I think my courage is more ordinary. I have courage because I am willing to go first before anyone else. I am also not afraid to talk to people and ask for what I want and need. I had fears when I was a little kid, usually with sports and physical activities, and my mom would whisper into my ear: “You are very courageous, see what you are doing, and look what you can do.” This helped calm me down. I was about nine when I started climbing trees and poles. This was the time where I really started to lose my fears and show more courage.
Another value that both Janusz Korczak and I would agree on is community. My mother has shown her value of community by sending me to a school that emphasizes community and core values. Janusz Korczak made a community in his orphanages. The orphanages (a bit like my school) had a set of core values, and everyone knew everyone. When a new child came to the orphanage, Korczak would put another child, who was at the orphanage a year or so, in charge of the newcomer, and would help them around for the first few weeks. I have helped my school community by doing community service and working with younger students. I helped them with their academics, played with them and got them to talk about themselves and tried to be a good role model.
Janusz Korczak believed in bettering the world/tikun olam by improving the lives of orphan children. I too believe in the idea of tikun olam. I have worked in soup kitchens, visited Senior Centers, volunteered to help out after Hurricane Sandy and I donate to charities such as Heifer International for every holiday occasion. Bettering the world is an every day act that we should all do. It means showing kindness to strangers, trying to see others beyond yourself, and most importantly showing kindness and respect to those closest to you.
These are three values that I know Janusz Korczak and I share – courage, community, and bettering the world/tikun olam.

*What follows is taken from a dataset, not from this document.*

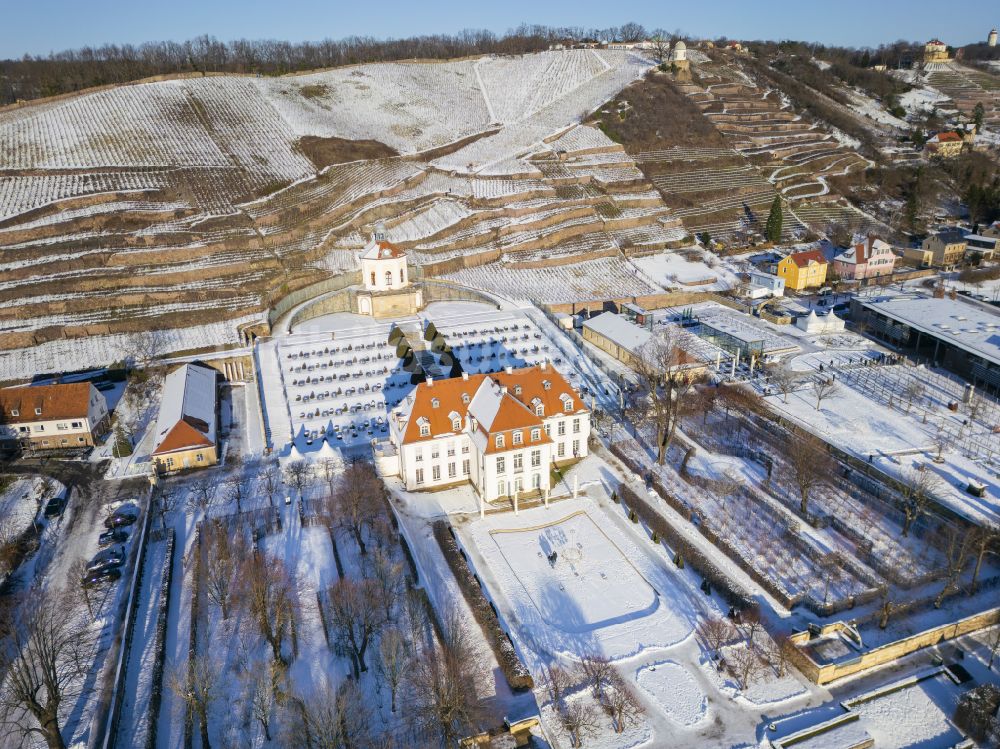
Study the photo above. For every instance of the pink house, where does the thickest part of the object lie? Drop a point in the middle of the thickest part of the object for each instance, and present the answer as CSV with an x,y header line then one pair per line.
x,y
867,259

The end of Korczak’s life demonstrated how he lived his life. He was so dedicated to making life better for these children that he was willing to die with them. If you knew that you would die, would you leave the children? Anyone would probably say “No!!!”, but I think this is a hard question. It does seem heartless, but the Nazis were scary people. One flip of the wrist and you would go to the gas chamber. These children were not even yours. Humans (like any other animal) have a strong instinct to live. Why not? So my big question is this: If you were in Janusz Korczak’s shoes and you knew you might be killed, would you leave these children and go to safety, or would you stay with them and die? This is something I couldn’t stop thinking about when I was reading his biography.
I think Korczak’s choice to go to the gas chambers with the kids was an act of bravery, love, and dedication to these children. To me he is someone, who has done a huge tikun olam because his actions are so inspiring. It’s intriguing that someone could be so selfless.
Janusz Korczak bettered the world of orphaned children by taking them in from the streets, giving them a home, food, and LOVE. He believed and fought for children’s rights, emphasizing how children should be treated.
I know I’m only a kid and haven’t done that much to make my mark on the world. What Janusz Korczak’s did was big – bigger than life as my mother says. I don’t know if I will achieve such a big accomplishment in my life like his, but I think he is a good role model to follow no matter how big or small a mark we make on this world.